During the peri-examination period, hypoxia (SpO2 ≤ 92%) was treated via the following protocols: (1) stimulate the patient; (2) stop the medication; (3) increase the oxygen flow rate from 8 to 10 L/min in Group C; adjust the FiO2 to 100% in Group H50; (4) open the airway by lifting the jaw; (5) exit the gastroscope and parallel mask ventilation; and (6) perform endotracheal intubation for mechanical ventilation. During the examination, ephedrine 5–10 mg was administered intravenously if hypotension was found (systolic pressure below 80 mmHg for more than 1 min); atropine 0.25–0.50 mg was administered if the heart rate was less than 50 beats per minute. If necessary, the drug administration was repeated.

The incidence of hypoxia during the peri-examination period (SpO2 ≤ 92%) was the primary endpoint. Kelly AM et al. suggested that SpO2 ≤ 92% was a valid indicator for screening for systemic hypoxia, although hypoxia is defined as SpO2 < 90%. Based on previous research [17, 18], the inclusion of elderly patients and 50% FiO2 in Groups C and H50, our study defined SpO2 ≤ 92% as hypoxia [19].

The following were secondary endpoints: (1) hypoxia-related indicators: incidence of SpO2 < 90%; incidence of severe hypoxia (SpO2 ≤ 85%); incidence of prolonged hypoxia (SpO2 ≤ 92% for 1 min); SpO2 1 min after anesthesia induction; (2) interventions used to treat hypoxia events; (3) patient’s overall condition and airway assessment; (4) general information about gastroscopy(duration, dose of propofol and wake-up time); (5) adverse events related to HFNC ventilation at 5 and 30 min postoperatively(airway injury or any barotrauma including pneumothorax, subcutaneous emphysema, etc.); and (6) any sedation-related adverse events(paradoxical response, nausea/vomit, reflux, airway obstruction, or choking).

The primary endpoint of this study was the incidence of SpO2 ≤ 92% during the peri-examination period. According to the preliminary test results, the incidence of SpO2 ≤ 92% during the peri-examination period was 33%, 15%, and 20% in Groups C, H100, and H50, respectively. According to PASS 11.0 (NCSS, LLC., Kaysville, UT, USA), with an error of 0.05 (two-tailed) and a power of 0.80, 294 patients were needed. Due to attrition, a total of 369 patients was finally identified (123 patients in each group).
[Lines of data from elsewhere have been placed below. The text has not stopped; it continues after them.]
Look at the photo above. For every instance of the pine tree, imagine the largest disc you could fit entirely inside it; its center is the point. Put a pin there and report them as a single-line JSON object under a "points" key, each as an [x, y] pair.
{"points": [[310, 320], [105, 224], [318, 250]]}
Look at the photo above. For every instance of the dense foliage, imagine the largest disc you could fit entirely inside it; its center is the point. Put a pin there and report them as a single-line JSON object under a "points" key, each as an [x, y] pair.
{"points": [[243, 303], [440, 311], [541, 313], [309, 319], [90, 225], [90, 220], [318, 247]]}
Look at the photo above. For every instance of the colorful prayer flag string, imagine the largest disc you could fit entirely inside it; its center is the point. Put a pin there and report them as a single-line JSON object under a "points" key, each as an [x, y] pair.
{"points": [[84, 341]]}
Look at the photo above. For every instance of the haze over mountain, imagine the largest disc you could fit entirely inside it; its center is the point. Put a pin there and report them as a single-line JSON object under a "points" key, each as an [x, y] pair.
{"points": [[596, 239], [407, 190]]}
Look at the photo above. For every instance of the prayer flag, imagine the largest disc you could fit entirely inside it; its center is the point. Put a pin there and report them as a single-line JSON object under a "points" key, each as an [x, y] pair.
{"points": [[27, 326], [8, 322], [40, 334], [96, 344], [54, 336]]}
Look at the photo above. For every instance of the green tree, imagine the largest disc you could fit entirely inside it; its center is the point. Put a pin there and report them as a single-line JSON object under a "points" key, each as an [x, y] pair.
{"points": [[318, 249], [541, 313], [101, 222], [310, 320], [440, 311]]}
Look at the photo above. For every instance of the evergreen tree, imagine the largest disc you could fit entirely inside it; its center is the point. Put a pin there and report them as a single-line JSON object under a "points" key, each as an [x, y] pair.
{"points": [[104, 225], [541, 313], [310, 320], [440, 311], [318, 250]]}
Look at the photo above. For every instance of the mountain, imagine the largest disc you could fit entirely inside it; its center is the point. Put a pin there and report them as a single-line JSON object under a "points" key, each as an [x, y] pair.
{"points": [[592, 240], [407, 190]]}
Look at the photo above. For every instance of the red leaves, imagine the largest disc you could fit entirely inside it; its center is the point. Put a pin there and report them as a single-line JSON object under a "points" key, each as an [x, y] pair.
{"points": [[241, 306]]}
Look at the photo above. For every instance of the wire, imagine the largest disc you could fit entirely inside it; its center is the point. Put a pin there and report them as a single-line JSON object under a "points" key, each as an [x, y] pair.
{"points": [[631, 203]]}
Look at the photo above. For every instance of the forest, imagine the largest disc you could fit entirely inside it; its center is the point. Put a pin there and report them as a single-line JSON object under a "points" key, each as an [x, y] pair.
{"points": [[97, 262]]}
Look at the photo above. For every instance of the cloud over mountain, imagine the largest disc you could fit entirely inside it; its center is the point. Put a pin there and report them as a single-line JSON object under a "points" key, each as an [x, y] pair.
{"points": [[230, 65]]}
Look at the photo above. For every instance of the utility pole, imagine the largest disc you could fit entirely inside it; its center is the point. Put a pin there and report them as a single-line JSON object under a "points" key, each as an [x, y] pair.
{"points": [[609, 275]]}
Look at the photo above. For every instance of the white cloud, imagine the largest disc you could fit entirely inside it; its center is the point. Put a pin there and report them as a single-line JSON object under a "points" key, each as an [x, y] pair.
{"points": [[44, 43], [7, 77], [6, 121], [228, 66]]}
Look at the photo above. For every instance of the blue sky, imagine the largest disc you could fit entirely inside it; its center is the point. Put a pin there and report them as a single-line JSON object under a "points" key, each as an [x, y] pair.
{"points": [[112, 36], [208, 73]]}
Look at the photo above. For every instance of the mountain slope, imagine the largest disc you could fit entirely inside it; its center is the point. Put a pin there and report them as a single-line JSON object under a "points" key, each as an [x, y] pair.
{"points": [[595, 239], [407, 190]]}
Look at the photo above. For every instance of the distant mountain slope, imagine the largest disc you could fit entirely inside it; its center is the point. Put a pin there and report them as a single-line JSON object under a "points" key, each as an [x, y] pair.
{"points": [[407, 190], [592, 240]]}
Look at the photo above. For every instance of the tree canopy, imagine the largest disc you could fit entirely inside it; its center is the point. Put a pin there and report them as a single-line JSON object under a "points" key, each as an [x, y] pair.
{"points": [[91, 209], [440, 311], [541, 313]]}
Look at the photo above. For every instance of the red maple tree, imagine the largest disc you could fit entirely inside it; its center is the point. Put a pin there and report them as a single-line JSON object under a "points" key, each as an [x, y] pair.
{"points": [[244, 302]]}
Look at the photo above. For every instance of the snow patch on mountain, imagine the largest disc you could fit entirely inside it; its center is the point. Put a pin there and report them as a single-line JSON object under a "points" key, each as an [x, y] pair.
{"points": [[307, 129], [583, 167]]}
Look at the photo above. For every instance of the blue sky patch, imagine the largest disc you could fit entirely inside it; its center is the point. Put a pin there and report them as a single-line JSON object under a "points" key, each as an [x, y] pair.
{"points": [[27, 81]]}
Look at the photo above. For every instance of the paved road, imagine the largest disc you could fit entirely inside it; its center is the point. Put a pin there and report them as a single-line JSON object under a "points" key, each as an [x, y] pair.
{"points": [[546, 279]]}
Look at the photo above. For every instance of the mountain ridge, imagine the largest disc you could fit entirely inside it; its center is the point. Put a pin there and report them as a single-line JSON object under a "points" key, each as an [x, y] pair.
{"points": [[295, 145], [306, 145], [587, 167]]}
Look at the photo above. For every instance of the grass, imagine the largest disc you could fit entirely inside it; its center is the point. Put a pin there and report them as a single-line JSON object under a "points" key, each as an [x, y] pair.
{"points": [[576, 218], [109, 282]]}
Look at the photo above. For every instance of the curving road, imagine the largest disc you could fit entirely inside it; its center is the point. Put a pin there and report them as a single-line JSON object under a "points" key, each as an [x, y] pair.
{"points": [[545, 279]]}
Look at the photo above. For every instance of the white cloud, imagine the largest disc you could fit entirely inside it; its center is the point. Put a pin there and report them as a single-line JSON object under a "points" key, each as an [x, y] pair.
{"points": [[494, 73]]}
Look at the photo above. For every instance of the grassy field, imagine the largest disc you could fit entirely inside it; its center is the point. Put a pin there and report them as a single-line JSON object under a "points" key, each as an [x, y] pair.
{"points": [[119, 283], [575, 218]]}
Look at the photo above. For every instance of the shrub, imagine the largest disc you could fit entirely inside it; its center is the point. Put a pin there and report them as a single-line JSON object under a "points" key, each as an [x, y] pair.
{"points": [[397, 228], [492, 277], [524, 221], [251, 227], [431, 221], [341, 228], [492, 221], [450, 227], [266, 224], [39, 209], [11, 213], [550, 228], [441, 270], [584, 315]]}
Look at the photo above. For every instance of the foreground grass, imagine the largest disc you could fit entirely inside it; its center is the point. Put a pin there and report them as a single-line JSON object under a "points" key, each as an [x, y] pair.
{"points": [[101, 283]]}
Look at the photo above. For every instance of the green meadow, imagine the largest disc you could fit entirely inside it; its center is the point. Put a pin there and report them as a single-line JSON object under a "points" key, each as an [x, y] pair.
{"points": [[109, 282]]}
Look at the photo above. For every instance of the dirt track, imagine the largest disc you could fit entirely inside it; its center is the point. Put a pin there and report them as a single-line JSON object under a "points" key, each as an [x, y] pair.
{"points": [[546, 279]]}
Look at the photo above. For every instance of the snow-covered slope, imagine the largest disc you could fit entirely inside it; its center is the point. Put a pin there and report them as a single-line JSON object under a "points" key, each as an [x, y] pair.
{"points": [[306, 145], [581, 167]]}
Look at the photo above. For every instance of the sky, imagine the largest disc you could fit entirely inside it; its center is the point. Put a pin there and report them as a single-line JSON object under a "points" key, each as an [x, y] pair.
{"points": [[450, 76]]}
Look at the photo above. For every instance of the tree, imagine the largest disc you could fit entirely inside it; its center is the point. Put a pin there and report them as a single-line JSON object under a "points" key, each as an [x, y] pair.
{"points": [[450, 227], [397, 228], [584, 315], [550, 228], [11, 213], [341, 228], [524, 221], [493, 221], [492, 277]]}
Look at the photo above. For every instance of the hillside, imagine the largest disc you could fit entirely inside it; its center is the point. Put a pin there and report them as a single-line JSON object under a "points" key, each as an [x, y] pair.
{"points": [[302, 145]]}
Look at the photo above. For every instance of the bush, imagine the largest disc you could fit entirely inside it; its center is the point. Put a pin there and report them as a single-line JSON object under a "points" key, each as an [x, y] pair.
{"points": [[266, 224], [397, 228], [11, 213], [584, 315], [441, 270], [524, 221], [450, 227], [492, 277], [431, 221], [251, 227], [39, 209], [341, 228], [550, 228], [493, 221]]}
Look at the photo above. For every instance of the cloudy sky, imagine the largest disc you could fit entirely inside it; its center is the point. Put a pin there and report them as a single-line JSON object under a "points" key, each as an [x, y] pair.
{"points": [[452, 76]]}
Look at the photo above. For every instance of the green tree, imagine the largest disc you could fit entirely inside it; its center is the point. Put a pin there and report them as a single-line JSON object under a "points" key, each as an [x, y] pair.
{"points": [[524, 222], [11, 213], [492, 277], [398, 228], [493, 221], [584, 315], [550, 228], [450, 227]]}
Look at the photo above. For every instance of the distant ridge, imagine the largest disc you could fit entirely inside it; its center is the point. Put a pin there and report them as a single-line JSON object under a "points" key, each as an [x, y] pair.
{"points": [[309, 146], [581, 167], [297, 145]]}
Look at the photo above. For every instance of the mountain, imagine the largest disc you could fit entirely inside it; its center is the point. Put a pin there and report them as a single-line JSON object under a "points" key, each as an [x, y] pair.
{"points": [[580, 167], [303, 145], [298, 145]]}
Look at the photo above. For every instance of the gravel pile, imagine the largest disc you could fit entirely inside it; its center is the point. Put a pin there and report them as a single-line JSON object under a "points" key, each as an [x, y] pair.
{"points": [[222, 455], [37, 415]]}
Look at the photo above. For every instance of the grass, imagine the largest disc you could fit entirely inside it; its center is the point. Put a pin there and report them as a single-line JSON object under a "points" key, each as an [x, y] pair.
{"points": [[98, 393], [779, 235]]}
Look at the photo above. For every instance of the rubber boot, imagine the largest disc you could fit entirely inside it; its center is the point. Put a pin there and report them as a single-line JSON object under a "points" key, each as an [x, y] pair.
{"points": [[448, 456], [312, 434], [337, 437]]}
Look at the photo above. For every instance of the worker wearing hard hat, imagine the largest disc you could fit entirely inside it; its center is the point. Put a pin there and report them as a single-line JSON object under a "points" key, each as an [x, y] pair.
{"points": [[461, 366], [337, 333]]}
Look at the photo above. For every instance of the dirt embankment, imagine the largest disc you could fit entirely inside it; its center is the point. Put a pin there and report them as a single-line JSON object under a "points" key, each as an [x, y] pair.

SPSS software (version 24.0; SPSS, Inc., Chicago, IL, USA) was used for the statistical analysis. We performed the Shapiro-Wilk test and Levene’s test on all continuous variables. According to the test results, the data are expressed as the means ± standard deviations or medians [interquartile ranges]. The normally distributed measurement data (dose of propofol) were compared between groups by one-way ANOVA, and the LSD method was further used for multiple comparison. Measurement data with skewed distribution (duration, wake-up time, median 1 min after induction of anesthesia SpO2) were compared between groups using the rank sum test, and Dunn’s method was used for multiple comparisons. We compared the incidence of hypoxia and sedation-related adverse events between groups with a chi-square test or Fisher’s exact test, and the P value of the multiple comparison was corrected by the Bonferroni method. Statistical significance was set at P < 0.05.